This study is ongoing, but not recruiting participants.
Sponsor:
ClinicalTrials.gov Identifier:
NCT01447615
First Posted: October 6, 2011
Last Update Posted: July 21, 2017
The safety and scientific validity of this study is the responsibility of the study sponsor and investigators. Listing a study does not mean it has been evaluated by the U.S. Federal Government. Read our disclaimer for details.
Collaborator:
Eunice Kennedy Shriver National Institute of Child Health and Human Development (NICHD)
Information provided by (Responsible Party):
Fred Ssewamala, PhD, Columbia University
  Purpose
Bridges to the Future: Economic Empowerment for AIDS-Orphaned Children in Uganda, represents the first study that measures medium-term efficacy and cost-effectiveness of a family economic empowerment intervention for AIDS-orphaned children. The usual care provided to AIDS orphans in sub-Saharan Africa consists mainly of informal counseling as well as limited material support (e.g., specifically school lunches, textbooks for the required subjects, and note-books). Given the challenges facing these children and their caregivers, further supports are needed in order to help them successfully make the transition from primary school to secondary school and into adolescence. In the context of resource-poor countries, interventions that improve families' economic capabilities are likely to be particularly consequential. Both theory and prior research indicate that economic instability (including poverty) constitutes one of the primary risk factors for AIDS-orphaned children's risk-taking behaviors (including sexual risk-taking), poor mental health functioning, and poor educational outcomes. Thus, the lack of economic security constitutes an important risk factor for AIDS-orphaned children. Yet, to-date, few interventions aimed at care and support of AIDS-orphaned children have incorporated components to address family-level poverty/economic instability of the children and their caregiving families. Within this context, there is a need for innovative interventions that promote sustainable (more than short-term) economic and behavior change among AIDS-orphaned children and create the supports necessary to sustain these changes.

Condition Intervention
Poverty Orphaned Children AIDS Orphans Behavioral: Bridges Behavioral: Bridges PLUS Other: Usual Care

Study Type: Interventional
Study Design: Allocation: Randomized
Intervention Model: Parallel Assignment
Masking: None (Open Label)
Primary Purpose: Supportive Care
Official Title: Bridges to the Future: Economic Empowerment for AIDS-Orphaned Children in Uganda

Further study details as provided by Fred Ssewamala, PhD, Columbia University:

Primary Outcome Measures:
  • Savings and Asset Accumulation [ Time Frame: 12-month post-intervention follow-up assessment ]
    Increased confidence in saving ability and stronger financial stability. Accumulation of formal and informal savings and wealth/assets (e.g. livestock, type of housing, land); and change in attitudes toward saving.

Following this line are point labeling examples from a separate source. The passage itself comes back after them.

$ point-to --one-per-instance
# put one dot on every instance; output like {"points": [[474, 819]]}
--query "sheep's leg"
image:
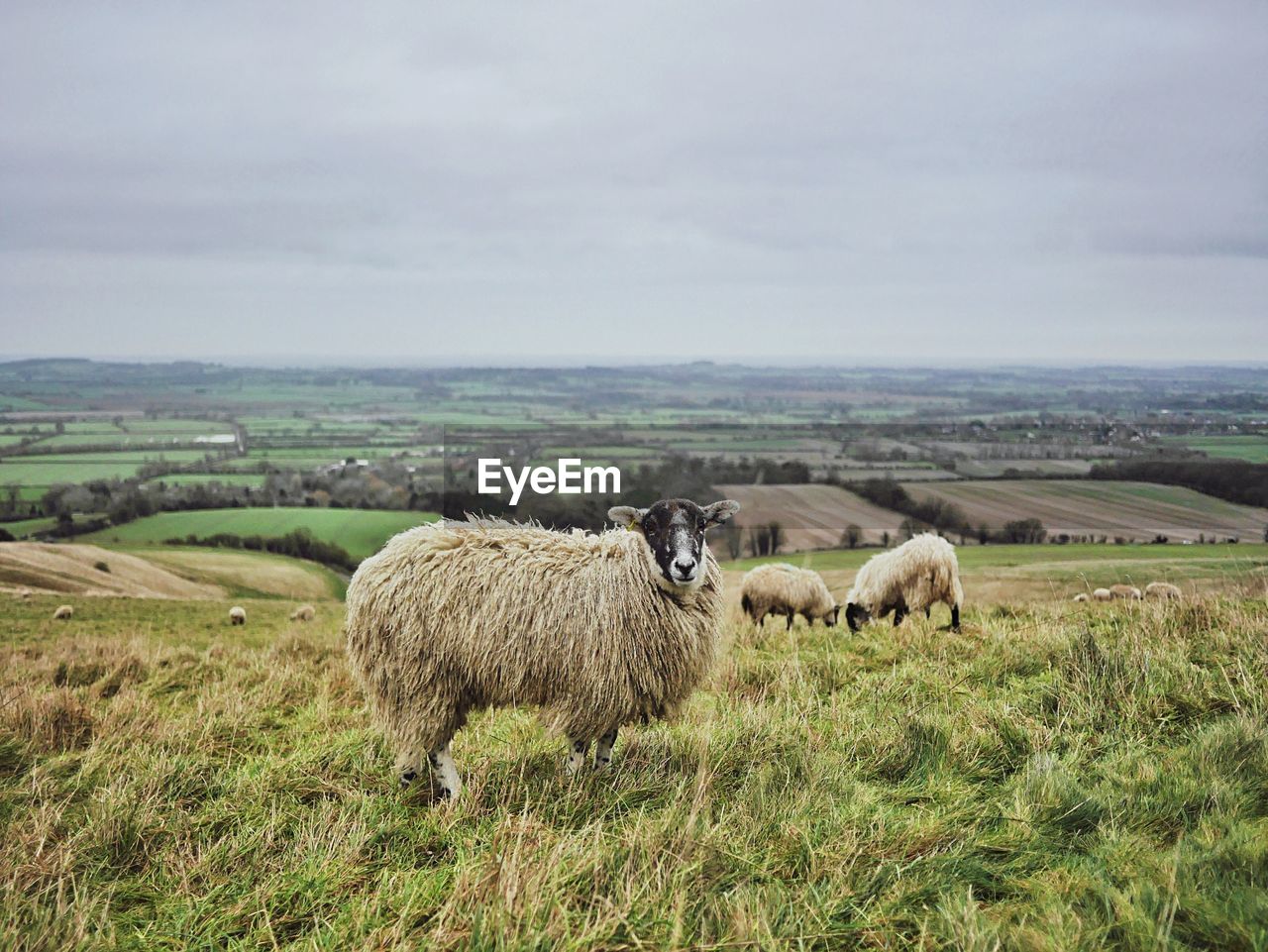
{"points": [[445, 772], [407, 766], [603, 749], [576, 755]]}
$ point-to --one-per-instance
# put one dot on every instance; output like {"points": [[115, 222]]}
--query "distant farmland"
{"points": [[1114, 510], [359, 531], [813, 516]]}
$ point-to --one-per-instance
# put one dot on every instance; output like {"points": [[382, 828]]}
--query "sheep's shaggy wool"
{"points": [[780, 588], [917, 575], [457, 616]]}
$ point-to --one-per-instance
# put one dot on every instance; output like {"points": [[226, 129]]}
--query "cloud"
{"points": [[888, 181]]}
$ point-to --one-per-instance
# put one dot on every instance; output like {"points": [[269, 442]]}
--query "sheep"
{"points": [[1162, 589], [596, 631], [780, 588], [914, 576]]}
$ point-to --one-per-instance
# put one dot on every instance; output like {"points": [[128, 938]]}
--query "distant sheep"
{"points": [[913, 577], [780, 588], [593, 630]]}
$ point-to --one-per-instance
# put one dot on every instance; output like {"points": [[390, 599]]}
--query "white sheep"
{"points": [[780, 588], [913, 577], [593, 630]]}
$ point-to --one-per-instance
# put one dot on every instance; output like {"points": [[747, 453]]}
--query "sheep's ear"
{"points": [[720, 511], [626, 516]]}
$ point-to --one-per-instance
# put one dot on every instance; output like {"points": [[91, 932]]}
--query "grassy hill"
{"points": [[359, 531], [1046, 780], [1028, 574]]}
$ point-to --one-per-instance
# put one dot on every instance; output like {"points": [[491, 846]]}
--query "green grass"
{"points": [[1253, 449], [972, 557], [359, 531], [1046, 780], [204, 478]]}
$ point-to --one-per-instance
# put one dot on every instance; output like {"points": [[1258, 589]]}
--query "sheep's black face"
{"points": [[675, 534], [856, 615]]}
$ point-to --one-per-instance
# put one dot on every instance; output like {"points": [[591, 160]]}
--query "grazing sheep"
{"points": [[913, 577], [780, 588], [594, 630], [1163, 589]]}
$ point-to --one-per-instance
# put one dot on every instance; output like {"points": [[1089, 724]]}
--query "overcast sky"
{"points": [[819, 182]]}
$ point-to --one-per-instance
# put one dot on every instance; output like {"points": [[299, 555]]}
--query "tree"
{"points": [[775, 534], [1027, 531]]}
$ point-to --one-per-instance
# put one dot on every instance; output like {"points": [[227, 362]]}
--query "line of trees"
{"points": [[1235, 480]]}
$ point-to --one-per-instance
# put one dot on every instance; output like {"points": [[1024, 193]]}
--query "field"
{"points": [[1045, 574], [1046, 780], [811, 516], [1101, 508], [1253, 449], [359, 531]]}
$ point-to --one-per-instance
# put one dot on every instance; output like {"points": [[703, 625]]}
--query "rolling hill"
{"points": [[359, 531], [813, 516], [1116, 510]]}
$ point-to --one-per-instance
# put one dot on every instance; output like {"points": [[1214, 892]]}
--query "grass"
{"points": [[972, 557], [359, 531], [1047, 780]]}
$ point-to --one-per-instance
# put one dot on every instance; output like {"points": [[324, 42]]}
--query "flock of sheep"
{"points": [[596, 631], [1154, 589]]}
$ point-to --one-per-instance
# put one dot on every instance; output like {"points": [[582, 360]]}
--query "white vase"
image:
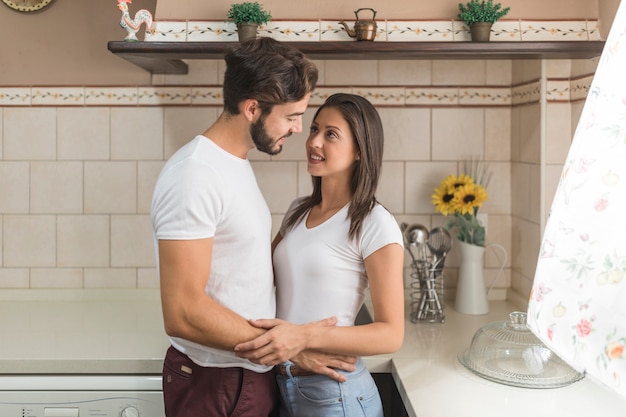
{"points": [[471, 294]]}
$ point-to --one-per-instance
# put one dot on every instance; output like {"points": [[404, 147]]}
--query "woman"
{"points": [[331, 247]]}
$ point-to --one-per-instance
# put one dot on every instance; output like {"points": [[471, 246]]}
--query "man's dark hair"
{"points": [[269, 71]]}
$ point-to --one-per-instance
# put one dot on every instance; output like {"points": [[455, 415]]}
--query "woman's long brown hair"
{"points": [[367, 130]]}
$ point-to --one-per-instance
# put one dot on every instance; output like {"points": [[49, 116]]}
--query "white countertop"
{"points": [[121, 332], [433, 383]]}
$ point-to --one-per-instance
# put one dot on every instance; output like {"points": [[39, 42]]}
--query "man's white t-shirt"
{"points": [[321, 273], [205, 192]]}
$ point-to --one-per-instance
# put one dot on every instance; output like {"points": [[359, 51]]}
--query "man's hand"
{"points": [[281, 342], [325, 363]]}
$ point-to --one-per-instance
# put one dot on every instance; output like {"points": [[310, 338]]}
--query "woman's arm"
{"points": [[284, 340]]}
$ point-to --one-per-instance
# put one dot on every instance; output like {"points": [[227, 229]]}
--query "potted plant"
{"points": [[479, 15], [248, 16]]}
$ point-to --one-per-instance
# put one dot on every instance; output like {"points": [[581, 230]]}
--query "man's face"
{"points": [[270, 131]]}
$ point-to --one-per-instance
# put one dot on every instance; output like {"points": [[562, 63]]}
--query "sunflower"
{"points": [[468, 198]]}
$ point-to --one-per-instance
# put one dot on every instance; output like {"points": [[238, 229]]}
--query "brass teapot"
{"points": [[364, 30]]}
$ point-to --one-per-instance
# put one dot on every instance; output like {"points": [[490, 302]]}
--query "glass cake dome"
{"points": [[507, 352]]}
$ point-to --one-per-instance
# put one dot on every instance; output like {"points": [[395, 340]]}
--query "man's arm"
{"points": [[188, 312]]}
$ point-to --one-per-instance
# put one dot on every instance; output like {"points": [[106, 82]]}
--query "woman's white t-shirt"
{"points": [[320, 273]]}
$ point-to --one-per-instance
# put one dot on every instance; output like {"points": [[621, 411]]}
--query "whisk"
{"points": [[431, 305]]}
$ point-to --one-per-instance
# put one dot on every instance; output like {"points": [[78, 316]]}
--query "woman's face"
{"points": [[331, 149]]}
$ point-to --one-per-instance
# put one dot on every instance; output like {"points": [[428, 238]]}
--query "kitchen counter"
{"points": [[121, 332], [433, 383]]}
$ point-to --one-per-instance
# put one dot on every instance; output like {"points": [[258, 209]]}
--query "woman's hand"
{"points": [[281, 342]]}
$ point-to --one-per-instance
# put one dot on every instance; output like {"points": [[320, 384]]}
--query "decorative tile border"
{"points": [[557, 90], [526, 93], [388, 30], [579, 88]]}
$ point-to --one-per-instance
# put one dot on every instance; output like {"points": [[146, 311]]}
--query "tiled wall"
{"points": [[78, 164]]}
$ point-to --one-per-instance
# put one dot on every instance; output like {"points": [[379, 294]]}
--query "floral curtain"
{"points": [[578, 301]]}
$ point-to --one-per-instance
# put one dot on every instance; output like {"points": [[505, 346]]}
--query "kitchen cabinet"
{"points": [[168, 57]]}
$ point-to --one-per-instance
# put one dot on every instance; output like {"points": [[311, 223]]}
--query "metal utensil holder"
{"points": [[427, 297]]}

  • Educational Achievement [ Time Frame: 12-month post-intervention follow-up assessment ]
    School enrollment and attendance. Educational attainment, plans, and aspirations. Performance on National Primary Leaving Examinations.

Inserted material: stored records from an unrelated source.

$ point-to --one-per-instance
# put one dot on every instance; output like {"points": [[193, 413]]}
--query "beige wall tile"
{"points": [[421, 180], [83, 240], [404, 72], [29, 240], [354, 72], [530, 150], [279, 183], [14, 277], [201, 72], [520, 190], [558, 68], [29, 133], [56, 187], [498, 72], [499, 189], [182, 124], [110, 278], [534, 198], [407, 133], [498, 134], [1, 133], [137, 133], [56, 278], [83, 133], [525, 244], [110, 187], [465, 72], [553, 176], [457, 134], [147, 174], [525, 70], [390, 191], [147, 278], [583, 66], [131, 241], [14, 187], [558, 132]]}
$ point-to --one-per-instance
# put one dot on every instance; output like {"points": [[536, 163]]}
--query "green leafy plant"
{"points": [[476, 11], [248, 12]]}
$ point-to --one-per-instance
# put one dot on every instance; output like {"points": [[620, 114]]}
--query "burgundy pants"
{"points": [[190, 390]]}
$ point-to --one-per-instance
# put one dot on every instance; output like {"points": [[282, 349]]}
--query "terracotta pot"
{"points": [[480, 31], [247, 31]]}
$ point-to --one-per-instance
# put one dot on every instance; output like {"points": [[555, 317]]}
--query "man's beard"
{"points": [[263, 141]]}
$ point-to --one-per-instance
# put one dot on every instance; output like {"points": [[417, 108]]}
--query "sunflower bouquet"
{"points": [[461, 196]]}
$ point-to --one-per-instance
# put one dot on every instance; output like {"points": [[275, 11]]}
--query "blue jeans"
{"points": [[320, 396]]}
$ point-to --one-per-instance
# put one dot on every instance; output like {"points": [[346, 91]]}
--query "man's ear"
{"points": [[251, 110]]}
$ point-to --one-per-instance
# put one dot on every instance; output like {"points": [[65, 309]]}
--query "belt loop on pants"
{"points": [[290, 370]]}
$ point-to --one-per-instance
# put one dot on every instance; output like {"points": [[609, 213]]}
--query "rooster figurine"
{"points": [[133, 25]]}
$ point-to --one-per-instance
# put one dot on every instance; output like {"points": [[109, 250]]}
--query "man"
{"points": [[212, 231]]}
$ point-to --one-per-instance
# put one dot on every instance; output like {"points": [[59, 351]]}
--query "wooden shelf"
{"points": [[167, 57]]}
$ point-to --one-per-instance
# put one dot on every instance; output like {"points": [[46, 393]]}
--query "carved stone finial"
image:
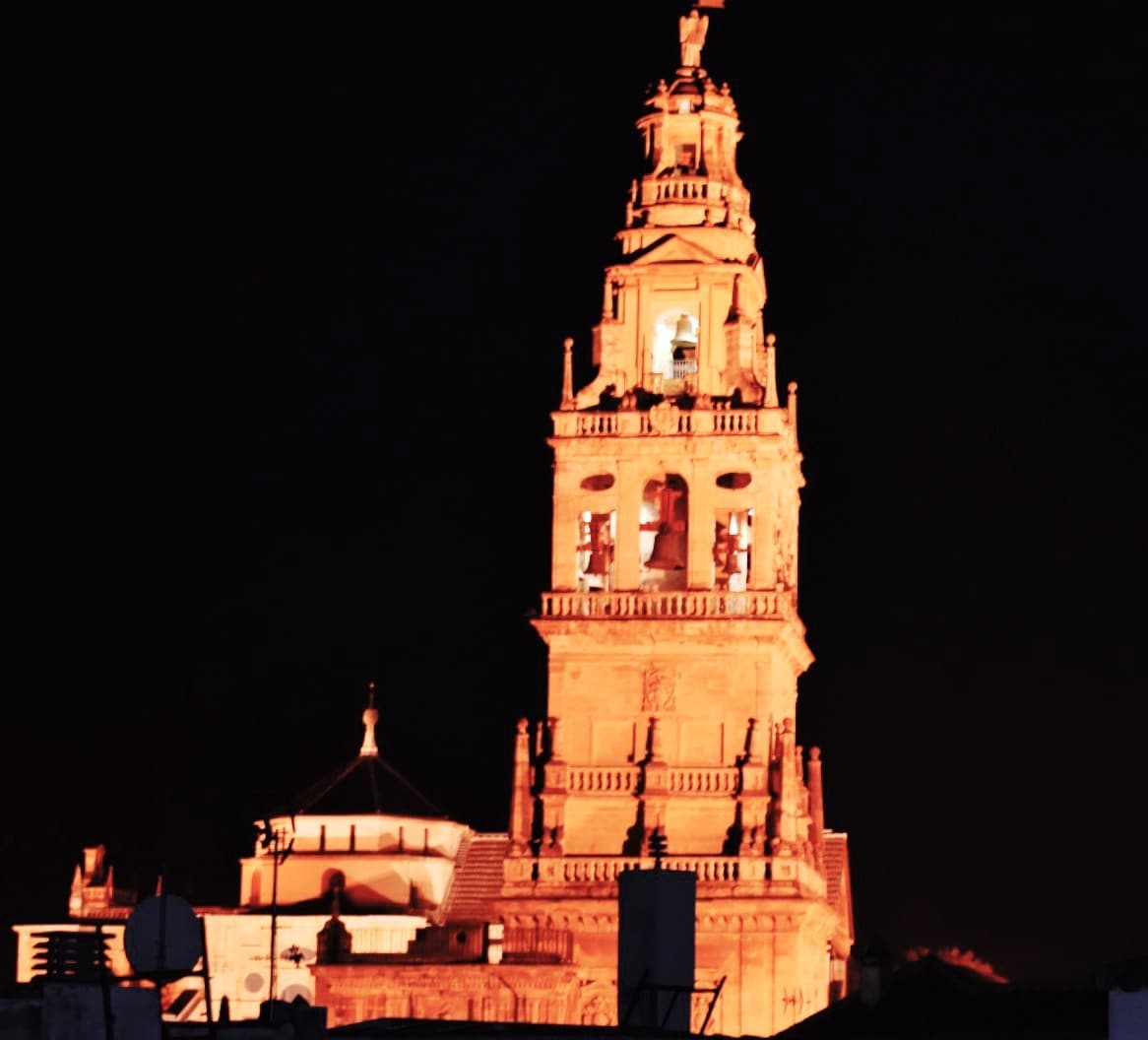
{"points": [[691, 33], [567, 373], [370, 718]]}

  • Mental Health Functioning [ Time Frame: 12-month post-intervention follow-up assessment ]
    Degree of hopefulness about the future. Ability to identify specific future goals. Level of mental health functioning. Depressive symptoms.

  • Sexual Risk-Taking Behavior [ Time Frame: 12-month post-intervention follow-up assessment ]
    Ability to negotiate safe sex practices. Decreased intentions to engage in sexual risk behavior. Knowledge about and attitude toward HIV/AIDS and other STDs.

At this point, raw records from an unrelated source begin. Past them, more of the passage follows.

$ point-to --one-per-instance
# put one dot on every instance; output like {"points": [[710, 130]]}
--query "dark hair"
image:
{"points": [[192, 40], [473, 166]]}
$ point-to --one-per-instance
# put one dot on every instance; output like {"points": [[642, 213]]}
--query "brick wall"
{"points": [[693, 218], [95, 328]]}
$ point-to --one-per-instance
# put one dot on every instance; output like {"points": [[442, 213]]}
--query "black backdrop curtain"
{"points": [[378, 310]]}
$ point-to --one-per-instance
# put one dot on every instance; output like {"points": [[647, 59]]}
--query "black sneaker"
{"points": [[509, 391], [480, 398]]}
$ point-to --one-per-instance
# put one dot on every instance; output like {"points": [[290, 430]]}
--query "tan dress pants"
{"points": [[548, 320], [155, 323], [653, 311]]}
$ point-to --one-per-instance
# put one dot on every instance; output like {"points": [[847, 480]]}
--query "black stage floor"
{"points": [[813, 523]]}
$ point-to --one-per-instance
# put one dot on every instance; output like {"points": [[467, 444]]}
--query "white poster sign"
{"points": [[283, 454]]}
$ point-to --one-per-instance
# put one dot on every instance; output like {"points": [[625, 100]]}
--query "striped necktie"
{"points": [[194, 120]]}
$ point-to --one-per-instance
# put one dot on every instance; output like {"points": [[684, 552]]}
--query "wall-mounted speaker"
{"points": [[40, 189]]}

  • Savings and Asset Accumulation [ Time Frame: 24-month post-intervention follow-up assessment ]
    Increased confidence in saving ability and stronger financial stability. Accumulation of formal and informal savings and wealth/assets (e.g. livestock, type of housing, land); and change in attitudes toward saving.

  • Educational Achievement [ Time Frame: 24-month post-intervention follow-up assessment ]
    School enrollment and attendance. Educational attainment, plans, and aspirations. Performance on National Primary Leaving Examinations.

  • Mental Health Functioning [ Time Frame: 24-month post-intervention follow-up assessment ]
    Degree of hopefulness about the future. Ability to identify specific future goals. Level of mental health functioning. Depressive symptoms.

  • Sexual Risk-Taking Behavior [ Time Frame: 24-month post-intervention follow-up assessment ]
    Ability to negotiate safe sex practices. Decreased intentions to engage in sexual risk behavior. Knowledge about and attitude toward HIV/AIDS and other STDs.

  • Savings and Asset Accumulation [ Time Frame: 36-month post-intervention follow-up assessment ]
    Increased confidence in saving ability and stronger financial stability. Accumulation of formal and informal savings and wealth/assets (e.g. livestock, type of housing, land); and change in attitudes toward saving.

  • Educational Achievement [ Time Frame: 36-month post-intervention follow-up assessment ]
    School enrollment and attendance. Educational attainment, plans, and aspirations. Performance on National Primary Leaving Examinations.

  • Mental Health Functioning [ Time Frame: 36-month post-intervention follow-up assessment ]
    Degree of hopefulness about the future. Ability to identify specific future goals. Level of mental health functioning. Depressive symptoms.

  • Sexual Risk-Taking Behavior [ Time Frame: 36-month post-intervention follow-up assessment ]
    Ability to negotiate safe sex practices. Decreased intentions to engage in sexual risk behavior. Knowledge about and attitude toward HIV/AIDS and other STDs.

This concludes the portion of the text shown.